В коридоре послышался шум, и судебный исполнитель объявил, что подследственный прибыл.
– Я скажу ему все это? – спросил Доссен, на которого снова обрушились все его обязанности.
– Одно из двух: он либо заговорит, либо будет молчать дальше. Я имел дело с несколькими фламандцами и понял, что они очень трудно раскрываются. Если он решит молчать, нам придется повозиться с ним не одну неделю, а то и еще больше. Придется ждать, пока отыщется хоть один из четверых, Бог знает, где засевших.
– Четверых?
– Мосс, Левин, женщина и ребенок. Быть может, именно ребенок дает нам самые большие шансы на успех.
– Если только они от него не избавились.
– Раз уж Глория отправилась забирать его из рук моей жены с риском быть арестованной, значит, она очень дорожит им.
– Вы думаете, это ее сын?
– Я в этом убежден. Не стоит думать, что преступники не такие же люди, как и все прочие, что они не могут иметь детей и любить их.
– Сын от Левина?
– Вероятно.
Доссен, поднимаясь, улыбнулся, и вышло это у него как-то смиренно и в то же время лукаво.
– Похоже, настало время для перекрестного допроса?
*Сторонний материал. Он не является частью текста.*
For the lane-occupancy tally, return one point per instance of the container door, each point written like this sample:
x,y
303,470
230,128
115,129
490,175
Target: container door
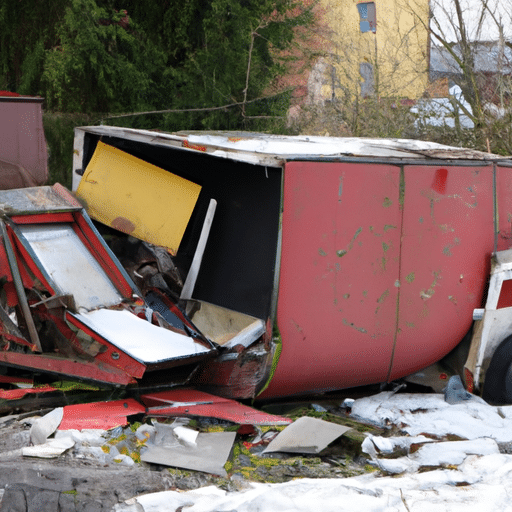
x,y
339,275
446,244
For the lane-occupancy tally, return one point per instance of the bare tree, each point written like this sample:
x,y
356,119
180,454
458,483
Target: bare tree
x,y
470,44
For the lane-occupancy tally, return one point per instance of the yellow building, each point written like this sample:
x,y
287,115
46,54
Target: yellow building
x,y
377,48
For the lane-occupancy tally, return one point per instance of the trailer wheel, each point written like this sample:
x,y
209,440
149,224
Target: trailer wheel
x,y
498,378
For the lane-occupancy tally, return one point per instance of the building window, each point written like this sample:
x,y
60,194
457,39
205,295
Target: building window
x,y
367,17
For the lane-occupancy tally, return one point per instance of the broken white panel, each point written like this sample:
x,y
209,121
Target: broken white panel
x,y
208,455
70,265
43,427
306,435
49,450
139,338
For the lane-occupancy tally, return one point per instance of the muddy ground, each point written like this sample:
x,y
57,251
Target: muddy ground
x,y
72,484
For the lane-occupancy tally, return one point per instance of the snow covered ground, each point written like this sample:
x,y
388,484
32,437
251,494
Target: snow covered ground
x,y
455,458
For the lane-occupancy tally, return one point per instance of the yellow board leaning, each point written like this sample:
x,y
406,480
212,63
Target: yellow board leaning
x,y
137,198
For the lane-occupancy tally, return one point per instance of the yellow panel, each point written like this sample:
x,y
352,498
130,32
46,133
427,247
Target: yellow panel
x,y
136,197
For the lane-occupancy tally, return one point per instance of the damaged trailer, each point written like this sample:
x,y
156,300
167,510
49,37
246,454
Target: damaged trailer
x,y
350,261
286,265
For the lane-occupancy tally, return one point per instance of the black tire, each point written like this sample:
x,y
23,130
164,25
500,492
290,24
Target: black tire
x,y
498,378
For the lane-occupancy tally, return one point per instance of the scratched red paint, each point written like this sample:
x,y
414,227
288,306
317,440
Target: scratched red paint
x,y
380,280
455,239
439,183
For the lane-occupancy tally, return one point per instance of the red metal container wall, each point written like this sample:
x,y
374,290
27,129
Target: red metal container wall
x,y
337,303
381,268
447,240
504,207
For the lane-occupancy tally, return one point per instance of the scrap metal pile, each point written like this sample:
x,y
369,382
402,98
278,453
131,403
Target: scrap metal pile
x,y
68,306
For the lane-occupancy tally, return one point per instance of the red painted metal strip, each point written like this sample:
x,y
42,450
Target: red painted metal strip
x,y
190,402
72,368
43,218
100,415
113,356
97,248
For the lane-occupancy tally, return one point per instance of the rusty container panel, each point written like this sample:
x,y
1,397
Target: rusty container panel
x,y
447,238
23,153
503,208
339,267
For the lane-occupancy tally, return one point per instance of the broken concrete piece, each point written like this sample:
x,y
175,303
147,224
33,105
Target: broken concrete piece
x,y
45,426
306,435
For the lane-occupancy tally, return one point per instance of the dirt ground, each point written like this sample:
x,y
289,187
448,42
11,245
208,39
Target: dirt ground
x,y
72,484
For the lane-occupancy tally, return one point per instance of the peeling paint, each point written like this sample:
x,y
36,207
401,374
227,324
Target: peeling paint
x,y
445,228
342,252
350,324
401,193
383,297
427,294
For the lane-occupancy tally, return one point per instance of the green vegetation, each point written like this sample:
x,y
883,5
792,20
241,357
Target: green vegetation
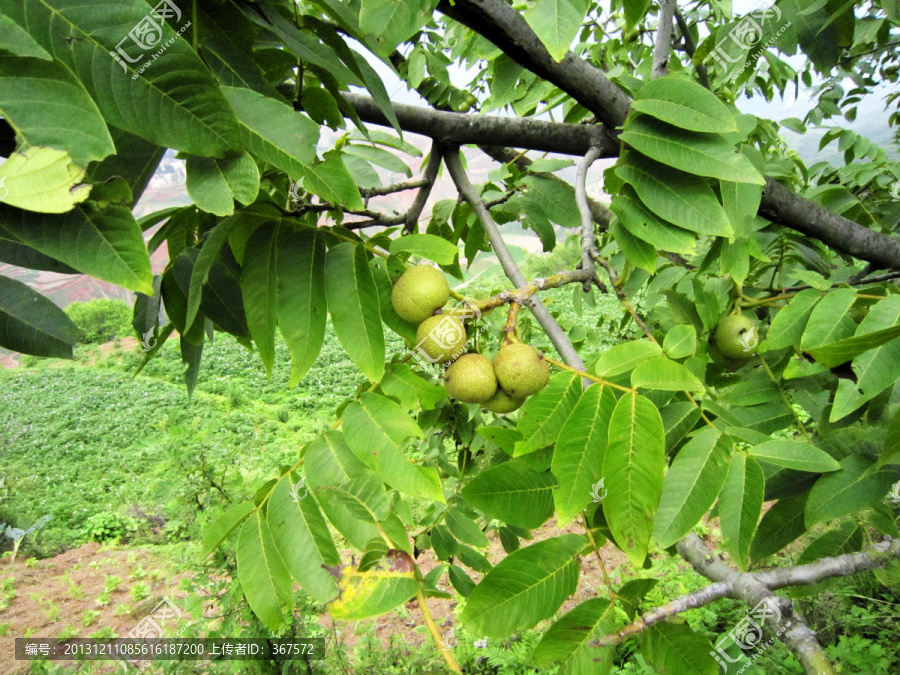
x,y
100,320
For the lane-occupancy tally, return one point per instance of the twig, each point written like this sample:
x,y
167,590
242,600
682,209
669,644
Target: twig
x,y
620,294
431,169
391,189
664,35
690,48
559,339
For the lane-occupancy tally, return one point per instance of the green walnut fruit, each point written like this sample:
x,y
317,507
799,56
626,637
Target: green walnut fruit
x,y
737,337
502,403
471,379
521,370
441,338
419,292
728,364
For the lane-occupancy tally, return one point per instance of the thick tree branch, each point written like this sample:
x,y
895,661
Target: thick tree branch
x,y
664,34
461,129
785,207
873,557
559,339
506,27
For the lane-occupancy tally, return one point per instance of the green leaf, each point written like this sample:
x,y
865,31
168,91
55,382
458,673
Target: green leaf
x,y
838,352
847,538
465,529
566,641
544,413
578,457
661,373
174,103
740,503
675,649
16,40
525,587
302,306
635,217
375,427
42,180
389,23
274,132
681,341
795,455
556,200
830,320
695,153
633,470
513,493
556,23
46,105
264,579
371,593
32,324
685,104
790,322
330,461
691,485
105,243
214,184
332,182
637,251
891,450
781,525
626,356
354,306
301,536
259,287
857,486
224,525
428,246
678,419
678,197
354,508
Я, увы, не большой специалист по этой части.
– Если вы сочтете возможным, я попробую кое-что объяснить Лиотару.
– Чтобы он посоветовал своему клиенту говорить?
– Сейчас это в их общих интересах.
– Мне не приглашать их пока?
– Через минуту.
Мегрэ вышел и сердечно сказал человеку, сидевшему справа от двери:
– Здравствуйте, Стёвельс.
Как раз в эту минуту в коридоре появился Жанвье с Фернандой, от волнения не находившей себе места.
Инспектор не решался позволить жене сесть рядом с мужем.
– У вас будет время поболтать, – сказал им Мегрэ. – Следователь еще не освободился.
Он увлек за собой Лиотара, и они заговорили вполголоса, вышагивая взад-вперед по коридору, где почти у каждой двери стояли полицейские. Длилось это не больше пяти минут.
– Когда соберетесь войти, постучите.
Мегрэ один вошел к следователю, оставив Лиотара, Стёвельса и Фернанду за разговором.
– Каков результат?
– Сейчас узнаем. Лиотар там, очевидно, вовсю старается. А я вам состряпаю отчет, где все расскажу о чемодане, а о причастности Лиотара даже не упомяну.